Contre le paternalisme

Gouvernement Charest minoritaire



Il y a toutes sortes de façons d'encourager l'avancement des femmes en politique: il y a le paternalisme, dont le chef libéral fédéral Stéphane Dion vient de nous fournir un bon exemple, et il y a la voie droite et franche qui repose non pas sur la complaisance, mais sur la simple reconnaissance du mérite - c'est la voie qu'a choisie le premier ministre Charest.
Que le nouveau cabinet Charest soit composé à parité de femmes - et surtout que ces dernières héritent de très grandes responsabilités - représente plus qu'un bon coup de stratégie politique. C'est l'affirmation tranquille du fait que les femmes sont aussi compétentes que les hommes. Pas plus, mais pas moins non plus.
"Cela devra être un précédent, le critère selon lequel les gouvernements devront maintenant être jugés", clament déjà les féministes officielles. Pas du tout. Il se pourrait fort bien, dans l'avenir, que les prochains cabinets soient majoritairement masculins, ou, pourquoi pas, majoritairement féminins. L'important, c'est que les élus soient compétents. Le sexe est un élément absolument secondaire et ne devrait jamais constituer le critère premier des nominations.
J'ai toujours été portée à penser que de tous les premiers ministres qui se sont succédé à Québec, Jean Charest est de loin le moins sexiste, le plus spontanément ouvert aux femmes.

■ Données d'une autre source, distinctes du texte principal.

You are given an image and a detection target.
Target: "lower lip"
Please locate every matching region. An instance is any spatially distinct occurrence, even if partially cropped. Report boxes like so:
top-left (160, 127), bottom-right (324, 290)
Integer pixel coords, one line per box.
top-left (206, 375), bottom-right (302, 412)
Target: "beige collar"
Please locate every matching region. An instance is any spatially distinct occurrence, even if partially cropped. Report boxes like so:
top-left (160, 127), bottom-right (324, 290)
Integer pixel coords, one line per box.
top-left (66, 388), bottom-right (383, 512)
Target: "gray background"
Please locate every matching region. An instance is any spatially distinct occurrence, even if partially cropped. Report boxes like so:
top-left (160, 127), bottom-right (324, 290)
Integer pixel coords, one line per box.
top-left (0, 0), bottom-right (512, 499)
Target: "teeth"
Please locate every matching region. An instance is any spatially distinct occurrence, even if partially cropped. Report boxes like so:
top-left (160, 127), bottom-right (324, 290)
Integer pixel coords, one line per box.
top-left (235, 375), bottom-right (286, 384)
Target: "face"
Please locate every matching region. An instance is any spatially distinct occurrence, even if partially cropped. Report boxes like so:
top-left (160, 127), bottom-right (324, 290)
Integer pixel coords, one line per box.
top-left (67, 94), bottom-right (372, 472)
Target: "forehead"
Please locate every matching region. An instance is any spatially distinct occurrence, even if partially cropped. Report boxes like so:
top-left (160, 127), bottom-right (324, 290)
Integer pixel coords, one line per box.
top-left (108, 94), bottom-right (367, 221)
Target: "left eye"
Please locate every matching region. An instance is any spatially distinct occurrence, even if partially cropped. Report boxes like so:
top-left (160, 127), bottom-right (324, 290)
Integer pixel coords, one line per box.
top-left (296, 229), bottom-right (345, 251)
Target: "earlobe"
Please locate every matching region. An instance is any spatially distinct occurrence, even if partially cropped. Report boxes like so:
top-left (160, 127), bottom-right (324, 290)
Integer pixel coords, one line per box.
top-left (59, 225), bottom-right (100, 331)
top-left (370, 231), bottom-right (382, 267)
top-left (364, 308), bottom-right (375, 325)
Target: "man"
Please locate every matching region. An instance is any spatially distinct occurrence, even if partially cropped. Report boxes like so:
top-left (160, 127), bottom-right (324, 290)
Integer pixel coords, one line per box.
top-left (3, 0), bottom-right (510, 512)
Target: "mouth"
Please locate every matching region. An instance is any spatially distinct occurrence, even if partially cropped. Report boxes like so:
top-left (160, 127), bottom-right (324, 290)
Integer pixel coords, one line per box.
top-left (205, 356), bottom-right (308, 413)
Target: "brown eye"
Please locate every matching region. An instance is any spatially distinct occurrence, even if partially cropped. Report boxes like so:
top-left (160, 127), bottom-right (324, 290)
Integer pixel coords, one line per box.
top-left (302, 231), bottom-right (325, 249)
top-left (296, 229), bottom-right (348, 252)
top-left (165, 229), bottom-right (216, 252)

Il vient de le prouver éloquemment. Ses prédécesseurs devaient faire un effort pour voir les femmes sur le même pied que les hommes. Chez M. Charest, c'est un réflexe naturel. Question de génération peut-être.
Tout autre est la démarche de Stéphane Dion. Il veut - question de principe - que le tiers de ses futurs candidats soient des femmes. C'est une attitude beaucoup trop rigide, qui sort en droite ligne du petit catéchisme des années 80. L'important est la qualité des individus, ce qu'ils apportent à la vie publique.
Le mois dernier, le chef du PLC a imposé d'autorité la candidature de Martha Hall-Findlay dans la circonscription de Willowdale, permettant à cette dernière d'échapper à la lutte pour l'investiture à laquelle d'autres candidats défaits au leadership du PLC devront se plier. Mme Hall-Findlay aurait-elle plus d'envergure que MM. Rae ou Kennedy, qui ont recueilli beaucoup plus de votes qu'elle au leadership mais qui, eux, devront jouer des coudes pour se faire élire par des militants souvent peu enclins à accueillir des personnalités "parachutées"?
Pourquoi ce traitement de faveur? Il n'y a que deux hypothèses: soit M. Dion considère que les femmes ne peuvent pas faire leur chemin toutes seules, soit il a tout simplement voulu, dans la bonne vieille tradition partisane, faire une fleur à celle qui avait été la première à se rallier à son camp lors du congrès de leadership
Bienvenue dans le XXIe siècle. L'"homme fort" du gouvernement Charest sera une femme, Monique Jérôme-Forget. Une nomination bien méritée, due à son indomptable énergie et à ses capacités intellectuelles.
Cela dit, le nouveau cabinet Charest compte plus que sa part d'incongruités. Le pire est certainement d'avoir jeté la grenade explosive des "accommodements raisonnables" dans les bras d'une jeune députée de peu d'expérience, et issue de l'immigration. Yolande James devait entrer au cabinet, mais pourquoi lui confier un dossier où elle se trouvera injustement exposée? Pourquoi la ghettoïser en la renvoyant à ses origines, comme si seule une personne provenant des communautés culturelles pouvait s'occuper des communautés culturelles? C'est à un "pure laine" qu'il fallait confier la tâche de mener le Québec sur la voie d'une plus grande tolérance.
Autre anomalie: pourquoi la Famille à Michelle Courchesne, déjà lestée de l'énorme ministère de l'Éducation? Et pourquoi réserver tout un ministère aux "aînés", dont la responsabilité aurait très bien pu s'allier avec la Famille?
Pour ne parler que des nominations féminines, on se demande aussi pourquoi Fatima Houda-Pepin, une parlementaire d'expérience dont les positions ont toujours été fort équilibrées, reste exclue du cabinet. N'était-il pas temps que le Québec ait une ministre d'origine maghrébine et de foi musulmane?
Mais il faut dire que si l'on parle d'incongruités, c'est l'Action démocratique du Québec qui remporte le championnat! Mario Dumont a 41 députés et il confie des postes à tout son monde! Trente-neuf députés seront critiques parlementaires, le 40e étant leader parlementaire (le 41e, c'est Mario Dumont). Cette pléthore loufoque de nominations présage-t-elle un conseil des ministres adéquiste de 41 membres?